The news is that former Israeli Prime Minister Benjamin Netanyahu is threatening to make a comeback in the November election and recapture his old job.
Experts cite a few reasons things are looking good for Netanyahu. 1, Israeli politics are very rightwing; and Netanyahu is the most popular candidate, and his bloc is polling at close to 60 seats, half the Knesset. 2, The left-center is splintered, including the Palestinian parties and the liberal Zionist ones, and there is a good chance of one of these four parties falling below the election threshhold (3.25 percent of the vote) and their votes disappearing, a boon to the right.
3, A rightwing racist party, Religious Zionism/Jewish Power, is surging, attracting 30 to 40 percent of young Jews. Shockingly, this party is likely to be the third largest votegetter after Netanyahu’s Likud party and Prime Minister Yair Lapid’s Yesh Atid party.
The head of the Jewish Power party, Itamar Ben Gvir, is now so acceptable in Israeli society that he is being invited to kibbutzes to make his appeals, Tal Schneider of the Times of Israel told Americans for Peace Now yesterday. She said this is “unbelievable.”
Even Israeli kibbutzes these days is hosting Ben Gvir. Some of the kibbutzes–not all of them– are hosting Ben Gvir for a political panel or like a Sunday show where you discuss the situation. He is invited to speak at the kibbutzim. Unbelievable.
This is unbelievable because Ben-Gvir’s political forbear party was banned from the Knesset in the 1980s. Now the rightwing racist politician is being welcome at communities that were once the heart of socialist Israel. Chomsky worked on a kibbutz, so did Bernie Sanders. So did Tony Judt.
Schneider said that if Netanyahu wins, Ben Gvir is likely to be a senior minister in the next government, the minister of homeland security.
“I can’t even begin to explain how big the crisis is here,” Schneider said of the Israeli political stalemate.

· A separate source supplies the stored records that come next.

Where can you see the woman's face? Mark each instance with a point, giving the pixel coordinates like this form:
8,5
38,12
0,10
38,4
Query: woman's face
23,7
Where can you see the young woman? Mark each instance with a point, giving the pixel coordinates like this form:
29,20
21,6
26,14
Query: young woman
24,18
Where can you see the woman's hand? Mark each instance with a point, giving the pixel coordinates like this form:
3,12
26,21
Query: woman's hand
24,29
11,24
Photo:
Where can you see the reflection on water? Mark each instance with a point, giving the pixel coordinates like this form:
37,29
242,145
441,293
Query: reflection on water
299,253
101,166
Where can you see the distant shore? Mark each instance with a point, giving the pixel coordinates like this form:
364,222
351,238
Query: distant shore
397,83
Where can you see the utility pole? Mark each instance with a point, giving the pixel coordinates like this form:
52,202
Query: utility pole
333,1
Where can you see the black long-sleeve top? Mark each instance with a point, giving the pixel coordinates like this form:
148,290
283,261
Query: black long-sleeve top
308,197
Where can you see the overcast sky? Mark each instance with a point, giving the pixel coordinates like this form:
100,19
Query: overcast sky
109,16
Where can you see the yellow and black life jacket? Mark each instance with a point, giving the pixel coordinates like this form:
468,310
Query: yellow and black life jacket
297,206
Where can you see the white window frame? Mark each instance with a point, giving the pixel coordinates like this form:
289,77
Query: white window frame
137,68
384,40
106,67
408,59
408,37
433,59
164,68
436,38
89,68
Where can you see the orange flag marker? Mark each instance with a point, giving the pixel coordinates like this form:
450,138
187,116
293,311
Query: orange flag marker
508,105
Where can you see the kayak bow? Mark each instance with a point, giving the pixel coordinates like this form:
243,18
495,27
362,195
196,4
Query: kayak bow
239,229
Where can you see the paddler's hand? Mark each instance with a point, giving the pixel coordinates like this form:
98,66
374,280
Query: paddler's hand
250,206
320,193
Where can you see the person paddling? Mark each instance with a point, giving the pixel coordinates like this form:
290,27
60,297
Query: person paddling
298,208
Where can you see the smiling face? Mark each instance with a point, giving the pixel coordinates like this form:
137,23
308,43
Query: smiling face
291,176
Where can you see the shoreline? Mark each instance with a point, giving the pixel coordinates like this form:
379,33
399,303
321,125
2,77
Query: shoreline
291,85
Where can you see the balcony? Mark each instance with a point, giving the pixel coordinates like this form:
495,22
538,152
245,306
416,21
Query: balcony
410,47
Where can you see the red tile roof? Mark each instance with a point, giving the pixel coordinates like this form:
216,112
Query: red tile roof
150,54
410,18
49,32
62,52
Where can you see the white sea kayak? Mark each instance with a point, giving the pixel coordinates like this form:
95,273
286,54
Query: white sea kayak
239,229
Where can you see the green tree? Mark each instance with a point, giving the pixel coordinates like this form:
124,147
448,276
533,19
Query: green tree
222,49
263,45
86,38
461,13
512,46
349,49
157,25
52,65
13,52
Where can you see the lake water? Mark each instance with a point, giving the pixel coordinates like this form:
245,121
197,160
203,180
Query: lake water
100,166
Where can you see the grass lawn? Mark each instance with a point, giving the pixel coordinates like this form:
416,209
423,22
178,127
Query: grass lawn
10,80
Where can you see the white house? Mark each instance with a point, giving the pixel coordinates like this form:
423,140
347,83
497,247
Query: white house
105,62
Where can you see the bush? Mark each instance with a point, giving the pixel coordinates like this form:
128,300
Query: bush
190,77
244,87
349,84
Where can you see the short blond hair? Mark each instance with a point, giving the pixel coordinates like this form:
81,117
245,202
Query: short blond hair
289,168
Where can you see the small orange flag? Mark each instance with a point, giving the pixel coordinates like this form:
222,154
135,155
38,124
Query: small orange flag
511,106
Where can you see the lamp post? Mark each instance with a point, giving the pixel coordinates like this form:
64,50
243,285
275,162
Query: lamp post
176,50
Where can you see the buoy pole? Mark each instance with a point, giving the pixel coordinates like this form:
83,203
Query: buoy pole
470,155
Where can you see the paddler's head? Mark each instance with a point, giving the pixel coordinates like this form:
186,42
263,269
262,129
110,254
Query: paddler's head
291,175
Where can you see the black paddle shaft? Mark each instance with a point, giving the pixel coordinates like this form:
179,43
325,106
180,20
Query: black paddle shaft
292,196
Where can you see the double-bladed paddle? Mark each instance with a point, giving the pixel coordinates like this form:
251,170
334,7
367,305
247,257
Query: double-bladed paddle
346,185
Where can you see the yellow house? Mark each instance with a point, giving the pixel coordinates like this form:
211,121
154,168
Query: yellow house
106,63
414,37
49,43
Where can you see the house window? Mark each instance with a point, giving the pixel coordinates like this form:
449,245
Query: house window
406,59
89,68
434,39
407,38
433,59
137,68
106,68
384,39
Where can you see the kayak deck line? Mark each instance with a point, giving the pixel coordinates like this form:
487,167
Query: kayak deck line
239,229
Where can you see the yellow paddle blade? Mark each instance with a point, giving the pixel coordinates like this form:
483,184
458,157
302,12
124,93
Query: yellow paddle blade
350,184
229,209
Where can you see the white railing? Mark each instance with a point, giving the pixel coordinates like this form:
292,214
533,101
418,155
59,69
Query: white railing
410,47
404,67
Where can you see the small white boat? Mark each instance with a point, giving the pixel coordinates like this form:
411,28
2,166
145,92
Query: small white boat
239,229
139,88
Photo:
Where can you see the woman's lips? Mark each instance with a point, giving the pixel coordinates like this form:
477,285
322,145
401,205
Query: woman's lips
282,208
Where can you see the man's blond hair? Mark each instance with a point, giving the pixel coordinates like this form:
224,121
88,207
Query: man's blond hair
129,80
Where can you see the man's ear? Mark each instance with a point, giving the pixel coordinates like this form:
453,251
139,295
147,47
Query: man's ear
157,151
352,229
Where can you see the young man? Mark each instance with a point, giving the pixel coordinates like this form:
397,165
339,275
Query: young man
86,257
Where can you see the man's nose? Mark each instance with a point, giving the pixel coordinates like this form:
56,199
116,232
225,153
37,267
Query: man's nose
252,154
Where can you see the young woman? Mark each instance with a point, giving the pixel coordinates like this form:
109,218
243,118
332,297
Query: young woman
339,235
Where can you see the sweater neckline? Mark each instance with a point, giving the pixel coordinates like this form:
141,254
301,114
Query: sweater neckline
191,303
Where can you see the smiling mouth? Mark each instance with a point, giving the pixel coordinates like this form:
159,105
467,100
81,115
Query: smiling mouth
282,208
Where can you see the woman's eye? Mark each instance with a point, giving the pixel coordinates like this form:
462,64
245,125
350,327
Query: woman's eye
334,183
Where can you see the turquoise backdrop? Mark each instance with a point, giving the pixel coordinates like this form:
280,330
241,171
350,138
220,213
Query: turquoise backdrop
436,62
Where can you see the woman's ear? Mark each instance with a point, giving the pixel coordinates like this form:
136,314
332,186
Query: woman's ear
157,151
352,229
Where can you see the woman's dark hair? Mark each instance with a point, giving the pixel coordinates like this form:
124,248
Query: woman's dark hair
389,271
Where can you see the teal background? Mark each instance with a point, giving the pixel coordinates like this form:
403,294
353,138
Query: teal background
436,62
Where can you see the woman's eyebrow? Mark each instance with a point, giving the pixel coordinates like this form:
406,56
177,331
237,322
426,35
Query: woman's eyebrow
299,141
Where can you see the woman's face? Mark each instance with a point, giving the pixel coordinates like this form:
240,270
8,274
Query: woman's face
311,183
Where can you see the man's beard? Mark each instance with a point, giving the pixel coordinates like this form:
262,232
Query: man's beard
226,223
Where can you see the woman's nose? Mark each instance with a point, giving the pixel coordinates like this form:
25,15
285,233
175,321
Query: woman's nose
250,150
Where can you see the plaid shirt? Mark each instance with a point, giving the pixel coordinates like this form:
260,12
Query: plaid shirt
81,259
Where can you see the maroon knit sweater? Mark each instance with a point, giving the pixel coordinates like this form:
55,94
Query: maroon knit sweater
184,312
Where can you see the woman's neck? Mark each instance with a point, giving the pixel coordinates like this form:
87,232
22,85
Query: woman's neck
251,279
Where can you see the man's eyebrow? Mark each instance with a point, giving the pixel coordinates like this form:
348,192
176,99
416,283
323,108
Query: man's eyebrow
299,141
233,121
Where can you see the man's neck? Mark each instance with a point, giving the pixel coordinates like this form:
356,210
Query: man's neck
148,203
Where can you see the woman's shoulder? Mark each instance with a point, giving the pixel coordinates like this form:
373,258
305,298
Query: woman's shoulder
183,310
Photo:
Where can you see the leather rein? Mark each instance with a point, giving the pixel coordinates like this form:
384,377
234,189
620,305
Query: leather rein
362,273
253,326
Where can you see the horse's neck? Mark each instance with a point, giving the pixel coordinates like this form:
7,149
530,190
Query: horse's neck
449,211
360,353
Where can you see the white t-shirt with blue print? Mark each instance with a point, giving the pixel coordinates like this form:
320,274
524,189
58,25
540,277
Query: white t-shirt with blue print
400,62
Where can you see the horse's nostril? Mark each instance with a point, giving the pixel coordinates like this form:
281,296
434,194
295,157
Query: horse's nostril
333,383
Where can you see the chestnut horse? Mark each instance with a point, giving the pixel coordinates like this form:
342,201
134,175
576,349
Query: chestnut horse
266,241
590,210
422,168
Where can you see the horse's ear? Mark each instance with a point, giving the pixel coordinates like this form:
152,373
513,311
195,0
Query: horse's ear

Schneider said that Ben Gvir’s Kahanist party became normalized over the last few years largely through the efforts of Benjamin Netanyahu. Two elections ago, Netanyahu actively brokered the joining of Religious Zionism and Jewish Power by making political promises, sealing the deal by taking one of Religious Zionism’s candidates into his own Likud party, so as to give the party the “present of one seat.”
That’s a turnaround from 30 years ago.
“If you look at the Likud in the 80s or 90s, the Likud was opposing Kahane, and every time the leader of Kahane, Meir Kahane, went up to the podium to make a speech, all of the Likud members including the prime minister left the plenum. Now in 2022, the Likud is having a full force campaign saying how Ben Gvir is a nice person, how he changed over the years, and Ben Gvir himself is going from high school to high school and other places and saying, I have changed. ‘When I was making threats against [Yitzhak] Rabin, I was a teenager. I am not doing this any more. This was wrong.’ He is doing a full apologizing campaign. I don’t buy it.”
Explaining why she did not believe Ben Gvir, Schneider reviewed a famous incident. A few years ago a TV broadcast showed that Ben Gvir had a photograph of racist mass-murderer Baruch Goldstein in his living room. Ben Gvir said that Goldstein was a model to his children because he’d been a good doctor to the Jewish settlement in Hebron, and a friend of the Ben Gvir family.
Though later Ben Gvir tried to appease critics by saying he had taken the photo down.
“Then a month ago Ben Gvir’s wife was on Israeli radio and she said, oh we still have the photograph of Kahane in our living room,” Schneider said.
Schneider predicted that if Netanyahu’s bloc wins 58 to 60 seats, and he gets the first nod to form a government after November 1, there will be “huge” pressure on Defense Minister Benny Gantz of the National Unity party to abandon the governing coalition he is now in with Yair Lapid and join up with Netanyahu so as to prevent Ben Gvir from getting into the government.
The pressure will build because Ben Gvir’s other partner, the Noam party, is anti-gay rights and antifeminist. People will say to Gantz: “Save the country, let Bibi be the prime minister, so long as you are the defense minister, and Ben Gvir is staying out.”
Schneider’s view of Ben Gvir’s strength is widely held among liberal Zionists. Haaretz called Ben Gvir “a rock star, a fascist and a racist”, a very charismatic figure in a rascally boyish manner.
J Street today warned of Ben Gvir’s threat:
Then, in another show of right-wing unity, the Religious Zionist and Jewish Power alliance merged with the notoriously homophobic Noam party at the very last minute. While Netanyahu has faced heavy criticism for the ongoing normalization of such hateful and extremist parties, he continues to make clear that he will doggedly pursue his own political interests at all costs.
Michael Koplow of Israel Policy Forum also wrote today of the odds in favor of Netanyahu. “If Ra’am or Hadash-Ta’al [the two leading Palestinians parties] do not make the Knesset threshold, that means a nearly automatic restoration of Netanyahu to Balfour Street.”